The car-maker is moving its structural mechanics simulation and 3D visualisation to the Oracle Cloud to help bring new cars to market faster

Nissan is turning to the cloud to help it bring new car models to market faster. As a result, it is migrating its on-premises, high-performance computing (HPC) workloads to Oracle Cloud Infrastructure. 

Nissan says it relies on a digital product design process to make quick and critical design decisions to improve the fuel efficiency, reliability and safety of its cars.  By moving its performance and latency-sensitive engineering simulation workloads to Oracle Cloud, it will therefore be able to speed the design and testing of new cars.

Specifically, Nissan uses software-based Computational Fluid Dynamics (CFD) and structural simulation techniques to design and test cars for external aerodynamics and structural failures. Oracle Cloud Infrastructure’s compute, networking, and storage services optimised for HPC applications will allow Nissan to benefit from a “bare-metal HPC” solution as it innovates cars. Nissan says it anticipates higher performance and lower costs with the ability to  run engineering simulation workloads in the cloud.

“Nissan is a leader in adopting cloud-based high performance computing for large scale workloads such as safety and CFD simulations,” said Bing Xu, general manager of the engineering systems deepartment at the Nissan Motor Company. “We selected Oracle Cloud Infrastructure’s HPC solutions to meet the challenges of increased simulation demand under constant cost savings pressure. I believe Oracle will bring significant ROI to Nissan.”

Oracle Cloud Infrastructure gives companies very high performance compute, fast networking, and fast memory access, which all suit HPC workloads, such as Computational Fluid Dynamics and structural simulations, that help design and test cars for aerodynamics and structural failures.

Running HPC workloads in the cloud helps companies rapidly deploy HPC infrastructure wherever it’s needed, and only pay for what they consume. It is also beneficial for companies that need to ship data between cloud regions or from the cloud to their own data centers.

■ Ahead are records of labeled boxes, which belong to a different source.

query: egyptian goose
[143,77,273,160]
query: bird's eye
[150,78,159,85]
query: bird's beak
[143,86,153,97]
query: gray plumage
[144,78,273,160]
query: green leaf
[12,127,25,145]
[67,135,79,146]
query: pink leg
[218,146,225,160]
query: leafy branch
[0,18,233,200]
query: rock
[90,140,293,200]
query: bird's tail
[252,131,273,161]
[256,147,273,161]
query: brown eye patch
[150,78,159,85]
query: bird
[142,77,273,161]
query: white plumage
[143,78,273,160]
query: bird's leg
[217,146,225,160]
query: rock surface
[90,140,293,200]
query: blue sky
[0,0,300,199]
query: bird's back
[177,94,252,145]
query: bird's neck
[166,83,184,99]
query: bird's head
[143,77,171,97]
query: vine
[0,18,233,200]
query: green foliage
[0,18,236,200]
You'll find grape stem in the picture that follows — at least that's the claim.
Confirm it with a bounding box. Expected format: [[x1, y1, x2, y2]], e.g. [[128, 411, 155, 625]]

Nissan has adopted a cloud-first strategy for its HPC platform to ensure its engineers always have the compute capacity needed to run their complex simulations. While the HPC market has been traditionally underserved by public cloud providers, Oracle Cloud Infrastructure delivers an Intel Xeon-based bare-metal compute infrastructure with RDMA cluster networking, a set-up that promises latencies of under two microseconds and 100 Gbps bandwidth, enabling large scale HPC migrations to the cloud.

Nissan is one of the first automotive OEMs to leverage GPU technology in Oracle Cloud Infrastructure for structural simulation and remote visualisation. By using bare-metal GPU-accelerated hardware, says Oracle, Nissan reduces the cost and overhead of large data transfer, while ensuring that all the data generated by simulation jobs can easily be viewed in 3D OpenGL format in the cloud.

In addition to HPC workloads, Oracle Cloud Infrastructure supports a mature and diverse ISV application ecosystem across different domains, such as CFD and structural simulation. This helps deliver a price/performance ratio that is more compelling than running on-premises or compared to other public cloud providers. 

With Oracle Cloud Infrastructure, Nissan is able to launch tens of thousands of cores and GPU-based high-end visualisation servers with tremendous flexibility, enabling them to dynamically change compute and remote 3D visualisation, based on the needs of its engineers.

“Oracle is excited to work alongside Nissan to change digital product design and development, and help them build the next generation of award-winning vehicles,” said Clay Magouyrk, executive vice president of Oracle Cloud Infrastructure. “Our mission has always been to build the best cloud infrastructure for enterprises, including computationally intensive and extremely latency sensitive workloads that organizations like Nissan need to build the next generation of vehicles.”